Did I mess up training Fate and fail to help her develop a herding eye, rather than learn to love racing around the sheep. The sheep have no respect for Fate as a herding dog, and the situation was complex for me. We never meant for Fate to be a working dog, she seemed so keen I thought I should try working with her.
I tell people all the time that I am a writer, not a dog trainer, but the line is sometimes confusing. I have trained a lot of dogs, including four border collies, and have always had great success, but Fate is the first one who just didn’t develop into a dog who wanted to control sheep or could.
Red reminds me that there is training, and then, there is training. He is on another level, I will not likely see his kind again.
Could Fate’s idiosyncratic herding personality be my fault? Absolutely.
I came to believe – and still believe – that Fate does not have the “eye-stalk” necessary to intimidate and control sheep. Could I be wrong? Sure. She comes from a great breeder and a great of working dogs from Wales.
Dr. Karen Thompson, the breeder who gave me Red and Fate, told me she thought, watching the early videos, that Fate was running too much and stalking too little. I think this is almost certainly true, and I have enormous respect for Karen, she knows what she is doing. It would be stupid not to listen to her.
Ideally, young border collies should be trained in a small pen or space so they can’t run in circles, they have to develop their eye.
Karen says you never knows for sure with puppies, but that might be why Fate prefers to run around the sheep rather than herd them. She got into the habit, and I let her, and with border collies, two times is an addiction. It’s very possible she was so busy having fun running she was too distracted to focus on controlling.
The other possibility is that she is one of the 20 per cent of border collie pups who don’t have the eye-stalk, according to what I have read. My inclination would be to go with Karen, I trust her completely.
On the one hand, I feel badly if I messed up the training of this remarkable dog. On the other, we ended up with precisely the dog we wanted – an active, energetic and loving pet who is Maria’s dog and who spends her days with her. We could not be happier with Fate or with the kind of dog she is, she has an active and very happy and loving life here.
Life is funny sometimes, it worked out the way we wanted without our quite realizing it.

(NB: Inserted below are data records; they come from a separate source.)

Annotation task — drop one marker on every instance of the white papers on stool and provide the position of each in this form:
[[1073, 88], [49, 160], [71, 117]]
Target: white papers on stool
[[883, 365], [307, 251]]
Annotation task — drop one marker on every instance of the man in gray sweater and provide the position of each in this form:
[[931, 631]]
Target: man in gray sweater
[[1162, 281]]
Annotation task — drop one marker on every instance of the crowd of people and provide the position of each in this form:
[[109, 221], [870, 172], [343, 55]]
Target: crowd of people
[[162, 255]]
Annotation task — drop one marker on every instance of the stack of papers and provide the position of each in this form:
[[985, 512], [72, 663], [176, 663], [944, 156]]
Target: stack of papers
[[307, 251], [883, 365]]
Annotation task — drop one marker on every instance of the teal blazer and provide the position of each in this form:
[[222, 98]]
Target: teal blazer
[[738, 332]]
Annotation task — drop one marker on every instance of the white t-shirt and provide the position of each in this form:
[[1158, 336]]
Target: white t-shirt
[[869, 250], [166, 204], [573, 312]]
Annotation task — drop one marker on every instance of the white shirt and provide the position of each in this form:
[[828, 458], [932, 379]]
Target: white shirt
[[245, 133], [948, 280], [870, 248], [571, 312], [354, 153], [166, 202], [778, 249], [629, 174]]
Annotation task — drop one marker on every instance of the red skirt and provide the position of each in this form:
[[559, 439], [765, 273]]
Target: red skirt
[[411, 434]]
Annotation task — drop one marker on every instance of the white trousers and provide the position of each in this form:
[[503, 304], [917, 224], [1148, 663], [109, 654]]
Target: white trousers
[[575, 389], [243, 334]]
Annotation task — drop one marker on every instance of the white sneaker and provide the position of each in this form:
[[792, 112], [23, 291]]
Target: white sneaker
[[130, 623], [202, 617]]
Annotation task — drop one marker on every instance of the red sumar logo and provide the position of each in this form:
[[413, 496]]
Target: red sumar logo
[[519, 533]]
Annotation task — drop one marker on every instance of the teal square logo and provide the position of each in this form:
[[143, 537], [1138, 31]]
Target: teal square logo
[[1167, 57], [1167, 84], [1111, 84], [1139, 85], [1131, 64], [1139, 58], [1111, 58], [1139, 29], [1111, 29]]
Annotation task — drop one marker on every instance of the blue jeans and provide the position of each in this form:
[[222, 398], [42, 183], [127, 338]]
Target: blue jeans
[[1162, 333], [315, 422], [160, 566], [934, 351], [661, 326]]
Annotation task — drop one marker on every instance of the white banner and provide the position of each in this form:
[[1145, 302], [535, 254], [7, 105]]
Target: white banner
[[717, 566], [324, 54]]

The other factor that Karen raised – she is honest always – is age. I am 69 years old, and quite healthy, but my legs do not move as quickly as legs often need to move when training a young border collie. I often found that Fate was moving so quickly and so far ahead of me that it was very difficult to train her or be there when I needed to be right there. Ideally, we should have moved from a small pen to a small pasture to the real thing, in stages.
We aren’t set up for that.
I never quite figured out how to do that, or perhaps I just gave up on it. In any case, Karen and I both agreed that an adult dog with herding experience would be a wise move for the next dog. We will need one. Karen knows the dog will have the best possible home.
We live in a culture where mistakes are considered fatal flaws and crimes, often subject to ridicule or assault.
I have learned no to see it that way. Our country would be better and safer if our leaders could admit to making mistakes and learning from them.
I make a lot of mistakes, and I work hard to understand them and take responsibility for them. And to admit to them, and in public. There is no grace in pretending to be perfect. Mistakes make me smarter and stronger, there is not a human being alive who has not made some.
Karen said she wasn’t sure about the training of Fate. And to be honest, there is no way of knowing for sure.
But I think she is right, I feel it in my gut. She is a good friend for telling me the truth.
Mistakes can teach us or sink us, depending on how we react to them. I hate to make mistakes, but I also recognize them as a gift. There is no better way on the earth to learn than to make mistakes, and to have the kind of life where mistakes are inevitable, a symbol of life, growth, and change.
There is something empowering about standing up in the world and saying out loud, “yes, I made a mistake.”
And then let go of it.
I plan to make many more mistakes. I hope I have the grace to own up to them and to have good people around me who will tell me the truth when I do.